Corinne Steffens, a junior in the School of Humanities and Sciences, was involved with this as she worked with Rogers on his research team. She said her responsibilities often entailed using the 3-D imaging program Google SketchUp to draw printable objects, such as screws, that could then be printed and used.
She said she had no familiarity with this program prior to the purchasing of the printer and is currently working to print a copy of one of the Towers residence halls that she drew using the program, but she is encountering difficulties with the actual printing.
Steffens said this has increased her problem-solving abilities by requiring her to combine creativity and functionality.
“I know what I want, but it doesn’t function right, so I have to be creative to figure out a way to make it work, and that’s all what science is about,” Steffens said.
Rogers said he is also utilizing the printer with his research team in the scanning of historic structures with a $95,000 laser scanner, the funds for which were acquired through the normal college budgeting process.
Laser scanning provides a digital copy of the structure so that in case it is ever damaged, the readings will allow for it to be reconstructed, as well as for analysis of the structure in a different format, Rogers said. He said he is hoping to print out copies of old structures layer by layer so they may be studied from a new, handheld perspective, as he and his team are working to shrink these very large scans to small 3-D copies.

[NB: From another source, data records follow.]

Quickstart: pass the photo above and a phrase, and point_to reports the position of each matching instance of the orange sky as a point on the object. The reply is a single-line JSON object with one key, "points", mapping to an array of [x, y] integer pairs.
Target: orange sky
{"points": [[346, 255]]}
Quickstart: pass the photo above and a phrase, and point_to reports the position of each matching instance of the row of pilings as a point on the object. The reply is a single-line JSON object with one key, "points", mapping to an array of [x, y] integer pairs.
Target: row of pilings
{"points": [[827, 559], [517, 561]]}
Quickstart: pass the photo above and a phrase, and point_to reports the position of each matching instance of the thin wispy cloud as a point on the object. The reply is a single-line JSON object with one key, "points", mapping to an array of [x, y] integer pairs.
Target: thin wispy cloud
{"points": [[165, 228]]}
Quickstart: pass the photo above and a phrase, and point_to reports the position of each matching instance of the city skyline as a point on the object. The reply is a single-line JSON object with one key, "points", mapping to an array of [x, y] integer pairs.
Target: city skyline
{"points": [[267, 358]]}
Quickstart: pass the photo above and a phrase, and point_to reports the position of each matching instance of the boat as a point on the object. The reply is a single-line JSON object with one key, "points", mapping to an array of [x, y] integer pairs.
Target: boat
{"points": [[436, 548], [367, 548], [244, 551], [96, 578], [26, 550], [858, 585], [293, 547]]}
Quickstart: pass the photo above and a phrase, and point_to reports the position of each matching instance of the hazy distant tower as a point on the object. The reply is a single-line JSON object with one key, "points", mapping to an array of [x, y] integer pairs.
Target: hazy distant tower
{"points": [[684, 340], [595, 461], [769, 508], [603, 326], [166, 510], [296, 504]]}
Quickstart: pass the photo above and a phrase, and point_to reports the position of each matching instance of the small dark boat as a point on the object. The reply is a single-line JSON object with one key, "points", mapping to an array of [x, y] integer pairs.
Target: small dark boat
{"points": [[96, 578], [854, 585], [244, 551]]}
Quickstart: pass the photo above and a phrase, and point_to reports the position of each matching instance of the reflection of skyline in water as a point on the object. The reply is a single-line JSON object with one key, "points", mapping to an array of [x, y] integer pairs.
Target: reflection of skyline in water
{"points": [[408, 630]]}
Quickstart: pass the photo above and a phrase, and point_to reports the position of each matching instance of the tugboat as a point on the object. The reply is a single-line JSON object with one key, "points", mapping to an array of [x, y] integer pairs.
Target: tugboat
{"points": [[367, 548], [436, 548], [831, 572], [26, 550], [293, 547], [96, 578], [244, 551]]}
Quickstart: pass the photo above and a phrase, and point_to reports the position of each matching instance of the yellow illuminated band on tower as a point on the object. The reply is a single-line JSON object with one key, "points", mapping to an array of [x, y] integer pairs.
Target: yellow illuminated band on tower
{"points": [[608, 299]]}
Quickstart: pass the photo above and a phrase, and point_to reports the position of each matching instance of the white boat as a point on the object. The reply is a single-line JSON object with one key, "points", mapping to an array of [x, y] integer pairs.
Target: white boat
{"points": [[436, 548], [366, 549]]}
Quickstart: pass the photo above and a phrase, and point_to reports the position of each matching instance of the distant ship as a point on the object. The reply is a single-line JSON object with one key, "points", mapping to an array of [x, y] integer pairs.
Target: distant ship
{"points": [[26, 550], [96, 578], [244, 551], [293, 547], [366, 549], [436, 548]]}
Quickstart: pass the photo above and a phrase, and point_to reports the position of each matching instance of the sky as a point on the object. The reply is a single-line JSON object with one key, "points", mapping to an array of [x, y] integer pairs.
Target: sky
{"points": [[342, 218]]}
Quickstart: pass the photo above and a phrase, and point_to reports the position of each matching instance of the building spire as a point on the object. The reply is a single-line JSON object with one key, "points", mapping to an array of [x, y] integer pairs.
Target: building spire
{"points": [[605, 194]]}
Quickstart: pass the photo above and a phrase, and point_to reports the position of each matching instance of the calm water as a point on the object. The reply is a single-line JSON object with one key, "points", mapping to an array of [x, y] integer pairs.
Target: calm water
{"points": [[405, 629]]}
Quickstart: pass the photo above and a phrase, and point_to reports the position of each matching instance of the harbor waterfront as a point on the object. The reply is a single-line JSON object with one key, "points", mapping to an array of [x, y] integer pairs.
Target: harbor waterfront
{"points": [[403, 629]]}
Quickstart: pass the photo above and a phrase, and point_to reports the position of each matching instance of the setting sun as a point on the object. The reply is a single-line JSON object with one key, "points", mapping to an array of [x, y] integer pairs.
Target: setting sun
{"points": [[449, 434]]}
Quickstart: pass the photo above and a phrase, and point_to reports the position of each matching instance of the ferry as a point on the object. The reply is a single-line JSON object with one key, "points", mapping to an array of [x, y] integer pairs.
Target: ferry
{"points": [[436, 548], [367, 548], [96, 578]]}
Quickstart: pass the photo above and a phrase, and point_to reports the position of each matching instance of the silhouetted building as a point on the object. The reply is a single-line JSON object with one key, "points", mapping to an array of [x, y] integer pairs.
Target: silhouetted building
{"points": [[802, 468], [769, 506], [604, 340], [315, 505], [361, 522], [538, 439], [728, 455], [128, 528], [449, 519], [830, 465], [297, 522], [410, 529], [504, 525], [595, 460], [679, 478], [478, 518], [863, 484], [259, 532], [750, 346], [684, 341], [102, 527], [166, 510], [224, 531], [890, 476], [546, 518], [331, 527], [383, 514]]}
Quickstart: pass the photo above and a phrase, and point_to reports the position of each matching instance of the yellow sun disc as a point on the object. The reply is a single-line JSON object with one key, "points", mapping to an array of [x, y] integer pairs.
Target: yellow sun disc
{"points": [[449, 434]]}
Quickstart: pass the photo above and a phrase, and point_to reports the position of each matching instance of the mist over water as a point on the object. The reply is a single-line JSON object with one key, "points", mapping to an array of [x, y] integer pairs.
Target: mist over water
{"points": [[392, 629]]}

Evan Van de Wall, a junior physics major, is part of the team working on converting 3-D laser scans of historic buildings into printable objects.
In his research, Van de Wall said, he has come to appreciate the advantageousness of the printer when it comes to architectural conservation. In addition to this, he said the school has found another important use for the printer in relation to investigating crime scenes.
“A crime happens, you send in a person with a scanner, he sets it up, he scans the whole room, everything is now in place, measurable,” he said.
Van de Wall said since the digital scans show different levels of absorption, residue such as blood on walls would be made more apparent, thus allowing for a more thorough analysis.
When the printer was first purchased, the research team gave its contact information to the Ithaca Police Department in case the scanner would ever be required, but Van de Wall said they have yet to receive any kind of call.
Van de Wall said he is excited about obtaining a second 3-D printer, as it provides more opportunities to connect the disciplines as well as invaluable classroom experience.
“I don’t know many other friends of mine that get this type of hands-on experience,” Van de Wall said.